La conjoncture mondiale liée à la guerre en Ukraine exige qu’on s’interroge sur le rôle des États-Unis, non seulement dans celle-ci, mais sur leur impérialisme renaissant. Celui-ci a été constant depuis plus d’un siècle, abrité derrière des proclamations démocratiques qu’ils n’ont cessé de bafouer dans des guerres meurtrières et que seule la montée en puissance de la Chine peut limiter.

Dans la conjoncture mondiale qui date au moins de la guerre en Ukraine, il est malheureusement instructif de consulter les médias écrits ou audio-visuels pour prendre conscience de l’incroyable faveur idéologique et politique dont bénéficient les États-Unis, hormis dans le champ de la presse communiste ou liée à La France Insoumise. Plusieurs points sont marquants, et je commencerai par le plus grave car il implique tout le reste.

D’abord la guerre en Ukraine. Il ne s’agit pas de justifier les atrocités de cette guerre dont Poutine a pris l’initiative, mais de rappeler d’abord qu’elle est issue du démantèlement de la Russie dont les frontières coïncidaient avec celles de l’ex-URSS, elle-même abolie sur une base libérale hostile à tout socialisme (malgré la résistance ultime de Gorbatchev), ce qui a permis à ses ex-dirigeants de s’enrichir impunément et, surtout, de conférer une indépendance juridique artificielle à des « régions » ou « nations » (comme on voudra) qui lui appartenaient. De cela personne ne s’est offusqué ! C’est ce que l’on peut appeler un souci de la démocratie à sens unique.

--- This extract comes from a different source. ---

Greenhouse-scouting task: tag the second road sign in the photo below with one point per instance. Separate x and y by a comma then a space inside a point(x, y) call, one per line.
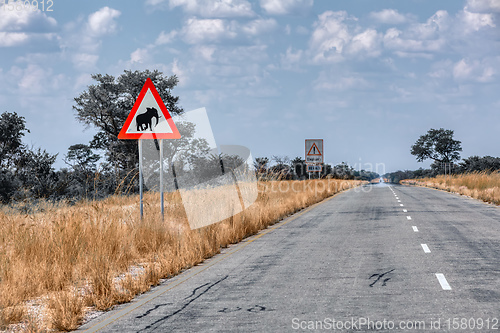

Derrière ce processus politique il y avait bien entendu l’intention américaine d’intégrer ce nouveau pays à l’OTAN qui est le bras juridique d’abord, armé ensuite de la présence des américains dans cette zone du monde, avec toutes les victimes, de part et d’autres, que cela a entraîné : bravo le christianisme « moral » dont ils prétendent se réclamer, Biden en tête ces temps-ci. Le Christ doit se retourner dans sa tombe, si je puis me permettre ce propos impertinent et iconoclaste ! Mais ce processus a un sens plus large et essentiel : il traduit la remontée de l’ambition impérialiste des États-Unis à l’échelle du monde sur laquelle les analystes politique, dans leur grande majorité, font silence, qu’ils ne veulent ou ne peuvent pas voir, étant donnée leur culture intellectuelle… mais que Biden, encore lui, vient d’avouer en clamant : « L’Amérique est de retour ! » Cette volonté hégémonique mondiale ne date pas d’aujourd’hui. Elle remonte, on ne le dit pas souvent, à la période qui a suivi la 2ème guerre mondiale (donc dès 1949) quand il a été question de créer en Europe une zone de libre-échange, dont le Club de Rome a été l’incarnation. Le sait-on ? Il s’agissait tout simplement d’encadrer les pays européens où les partis communistes étaient forts (France, Italie, Espagne) et d’empêcher leur extension face à une URSS qui offrait une image positive aux peuples – qu’elle ait été fondée ou pas. Et l’on sait, pour faire un bond en avant, que l’Europe d’aujourd’hui, après la chute du Mur de Berlin, est une Europe profondément libérale et pro-américaine.dans ses traités.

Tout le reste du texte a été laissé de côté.